The Senate Water and Power Subcommittee conducted a hearing on S.3265, a bill by Sen. Lisa Murkowski, R-Alaska, that would remove FERC’s authority to collect land use fees for hydro project land that has been sold, exchanged, or otherwise transferred from federal ownership but that still is subject to a federal power site reservation.
The Federal Power Act requires non-federal hydroelectric project licensees to pay the United States reasonable annual charges to compensate for the use of federal lands. The revenues are allocated 12.5 percent to federal miscellaneous receipts, 50 percent to the Reclamation Fund, and 37.5 percent to the state or Indian reservation in which the project is located.
Under proposed rulemaking RM11-6, FERC currently is revising its formula for calculating government land use fees, which is expected to result in significant increases in fees paid by FERC-licensed hydroelectric projects.
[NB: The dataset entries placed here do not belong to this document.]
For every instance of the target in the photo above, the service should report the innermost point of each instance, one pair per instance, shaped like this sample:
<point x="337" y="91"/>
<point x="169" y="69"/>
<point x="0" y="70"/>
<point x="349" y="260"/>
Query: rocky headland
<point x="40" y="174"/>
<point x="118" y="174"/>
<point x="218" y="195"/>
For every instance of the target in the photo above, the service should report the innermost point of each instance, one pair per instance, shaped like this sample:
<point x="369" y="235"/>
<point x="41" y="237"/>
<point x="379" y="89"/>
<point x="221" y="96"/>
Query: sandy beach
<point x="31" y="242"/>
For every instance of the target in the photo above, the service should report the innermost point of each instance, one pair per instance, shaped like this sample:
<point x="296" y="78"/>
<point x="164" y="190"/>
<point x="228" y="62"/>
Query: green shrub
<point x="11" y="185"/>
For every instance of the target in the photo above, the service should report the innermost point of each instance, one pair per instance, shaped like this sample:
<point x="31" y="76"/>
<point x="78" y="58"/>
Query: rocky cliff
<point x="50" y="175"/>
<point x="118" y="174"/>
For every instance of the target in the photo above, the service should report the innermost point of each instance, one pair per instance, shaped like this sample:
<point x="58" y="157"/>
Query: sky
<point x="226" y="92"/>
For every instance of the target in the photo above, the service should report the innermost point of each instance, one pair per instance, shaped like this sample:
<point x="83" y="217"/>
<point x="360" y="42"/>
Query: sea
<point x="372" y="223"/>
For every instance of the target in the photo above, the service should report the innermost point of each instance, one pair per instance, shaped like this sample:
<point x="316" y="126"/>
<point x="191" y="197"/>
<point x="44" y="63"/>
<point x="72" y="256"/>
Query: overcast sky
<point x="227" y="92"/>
The Murkowski bill deals only with a narrow aspect of land use fees, those situations in which the federal government actually transferred some lands to the licensee or another owner but retained a power site reservation. A licensee group filed comments on the rulemaking in January citing as examples the 134-MW Yale project (No. 2071) in Washington and four Alaska projects, 16.5-MW Green Lake (No. 2818), 22-MW Swan Lake (No. 2911), 20-MW Tyee Lake (No. 3015), and 36-MW Terror Lake (No. 2743) that now are located wholly or partially on non-federal lands, but still are assessed federal land use fees for that land.
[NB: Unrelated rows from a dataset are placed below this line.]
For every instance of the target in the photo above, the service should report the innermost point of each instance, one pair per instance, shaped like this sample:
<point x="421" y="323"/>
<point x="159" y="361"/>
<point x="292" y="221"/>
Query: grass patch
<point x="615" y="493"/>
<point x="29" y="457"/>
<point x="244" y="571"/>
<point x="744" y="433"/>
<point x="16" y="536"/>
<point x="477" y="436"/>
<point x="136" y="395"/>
FERC Deputy Associate General Counsel John Katz testified Sept. 19 that FERC has no position on the proposed legislation, saying S.3265 would affect neither FERC’s ability to protect developmental and non-developmental values nor FERC’s funding.
“It has been the commission’s policy for many years that, where federal lands subject to a power site reservation are transferred to a licensee, the licensee still must pay annual charges for the use of the lands, given that the United States retains the power interest in the lands,” Katz said.
“The commission has no record of the amount of acreage that falls into this category, because the commission assesses federal land use charges based on the amount of federal acreage that each licensed project occupies (typically, taken from information in a license application or license order) and for this purpose there is no practical distinction between lands that are wholly owned by the United States and those that have been transferred to a private entity subject to a power site reservation.”
Unless a licensee elects to identify any acreage that has been transferred from federal ownership but is still subject to a power site reservation, Katz said the commission does not have that information.